Public respondent judge later issued the assailed order denying the admission and excluding from
the records petitioner’s Exhibits and its sub-markings. The Court finds merit in the objections raised and the
motion to strike out filed respectively by the defendants. The record shows that the plaintiff has been given
every opportunity to present the originals of the Xerox or photocopies of the documents it offered. It never
produced the originals. The plaintiff attempted to justify the admission of the photocopies by contending
that “the photocopies offered are equivalent to the original of the document” on the basis of the Electronic
Evidence. The information in those Xerox or photocopies was not received, recorded, retrieved or produced
electronically. Moreover, such electronic evidence must be authenticated, which the plaintiff failed to do.
Finally, the required Affidavit to prove the admissibility and evidentiary weight of the alleged electronic
evidence was not executed, much less presented in evidence. The Xerox or photocopies offered should,
therefore, be stricken off the record. Aside from their being not properly identified by any competent
witness, the loss of the principals thereof was not established by any competent proof.
The focal point of this entire controversy is petitioner’s obstinate contention that the photocopies it
offered as formal evidence before the trial court are the functional equivalent of their original based on its
inimitable interpretation of the Rules on Electronic Evidence.

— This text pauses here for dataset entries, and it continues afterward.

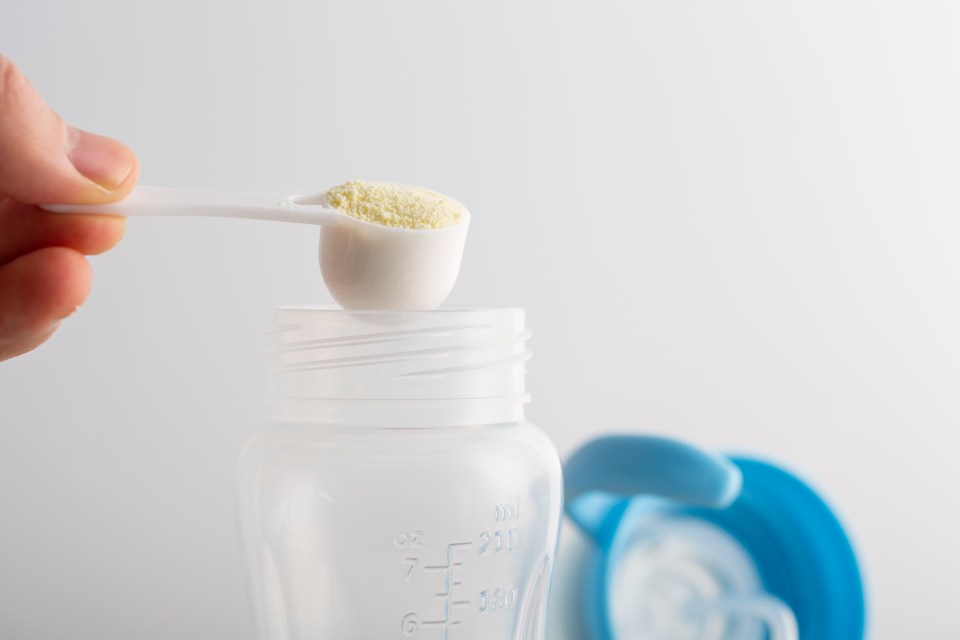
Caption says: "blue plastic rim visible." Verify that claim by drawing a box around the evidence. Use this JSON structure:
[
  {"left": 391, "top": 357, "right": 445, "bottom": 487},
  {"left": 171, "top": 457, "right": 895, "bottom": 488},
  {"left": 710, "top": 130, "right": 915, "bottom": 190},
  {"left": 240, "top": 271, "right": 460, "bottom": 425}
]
[
  {"left": 567, "top": 436, "right": 866, "bottom": 640},
  {"left": 685, "top": 458, "right": 866, "bottom": 640}
]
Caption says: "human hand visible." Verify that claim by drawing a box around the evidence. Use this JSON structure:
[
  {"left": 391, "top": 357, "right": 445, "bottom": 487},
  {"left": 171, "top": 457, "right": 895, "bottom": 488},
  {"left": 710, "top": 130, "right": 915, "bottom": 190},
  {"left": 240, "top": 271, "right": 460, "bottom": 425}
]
[{"left": 0, "top": 55, "right": 138, "bottom": 360}]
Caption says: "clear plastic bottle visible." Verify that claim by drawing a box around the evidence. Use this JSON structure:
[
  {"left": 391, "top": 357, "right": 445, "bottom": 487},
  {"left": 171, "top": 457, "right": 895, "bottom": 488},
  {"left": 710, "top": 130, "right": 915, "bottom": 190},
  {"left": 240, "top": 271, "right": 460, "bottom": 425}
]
[{"left": 237, "top": 308, "right": 562, "bottom": 640}]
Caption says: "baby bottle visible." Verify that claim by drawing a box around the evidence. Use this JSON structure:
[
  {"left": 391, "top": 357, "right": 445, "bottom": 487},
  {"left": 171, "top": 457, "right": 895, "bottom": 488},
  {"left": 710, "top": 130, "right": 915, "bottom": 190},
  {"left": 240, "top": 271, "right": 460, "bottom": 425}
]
[{"left": 237, "top": 308, "right": 562, "bottom": 640}]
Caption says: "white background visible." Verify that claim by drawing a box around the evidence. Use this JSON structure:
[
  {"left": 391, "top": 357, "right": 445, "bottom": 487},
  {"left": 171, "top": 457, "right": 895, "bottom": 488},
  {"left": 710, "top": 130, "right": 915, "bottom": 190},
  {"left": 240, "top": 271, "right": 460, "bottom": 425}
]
[{"left": 0, "top": 0, "right": 960, "bottom": 640}]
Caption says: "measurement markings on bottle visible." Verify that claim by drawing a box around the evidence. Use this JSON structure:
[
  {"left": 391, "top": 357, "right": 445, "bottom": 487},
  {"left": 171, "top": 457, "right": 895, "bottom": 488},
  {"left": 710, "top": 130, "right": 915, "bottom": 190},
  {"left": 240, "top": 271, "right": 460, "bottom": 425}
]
[{"left": 400, "top": 532, "right": 473, "bottom": 640}]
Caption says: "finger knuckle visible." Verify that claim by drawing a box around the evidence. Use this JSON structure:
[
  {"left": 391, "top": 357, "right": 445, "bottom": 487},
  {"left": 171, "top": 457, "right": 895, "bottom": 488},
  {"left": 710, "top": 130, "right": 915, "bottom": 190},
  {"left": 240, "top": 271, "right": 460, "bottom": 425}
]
[{"left": 0, "top": 54, "right": 26, "bottom": 97}]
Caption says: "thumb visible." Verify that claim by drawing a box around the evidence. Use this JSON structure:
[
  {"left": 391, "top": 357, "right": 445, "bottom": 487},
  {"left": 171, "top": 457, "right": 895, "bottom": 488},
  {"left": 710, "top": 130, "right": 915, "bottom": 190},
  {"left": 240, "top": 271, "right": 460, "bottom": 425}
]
[{"left": 0, "top": 56, "right": 137, "bottom": 204}]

Petitioner insists that, contrary to the rulings of both the trial court and the appellate court, the photocopies
it presented as documentary evidence actually constitute electronic evidence based on its own premise that
an “electronic document” as defined under Section 1(h), Rule 2 of the Rules on Electronic Evidence is not
limited to information that is received, recorded, retrieved or produced electronically. Rather, petitioner
maintains that an “electronic document” can also refer to other modes of written expression that is
produced electronically, such as photocopies, as included in the section’s catch-all proviso: “any print-out or
output, readable by sight or other means”.

Issue:

Whether or not the photocopies are indeed electronic documents as contemplated in


Republic Act No. 8792 or the Implementing Rules and Regulations of the Electronic Commerce Act.

Held:

No. A perusal of the information contained in the photocopies submitted by petitioner will reveal that not
all of the contents therein, such as the signatures of the persons who purportedly signed the
documents, may be recorded or produced electronically. By no stretch of the imagination can a
person’s signature affixed manually be considered as information electronically received, recorded,
transmitted, stored, processed, retrieved or produced. Hence, the argument of petitioner that since these
paper printouts were produced through an electronic process, then these photocopies are electronic
documents as defined in the Rules on Electronic Evidence is obviously an erroneous, if not preposterous,
interpretation of the law. Having thus declared that the offered photocopies are not tantamount to
electronic documents, it is consequential that the same may not be considered as the functional
equivalent of their original as decreed in the law.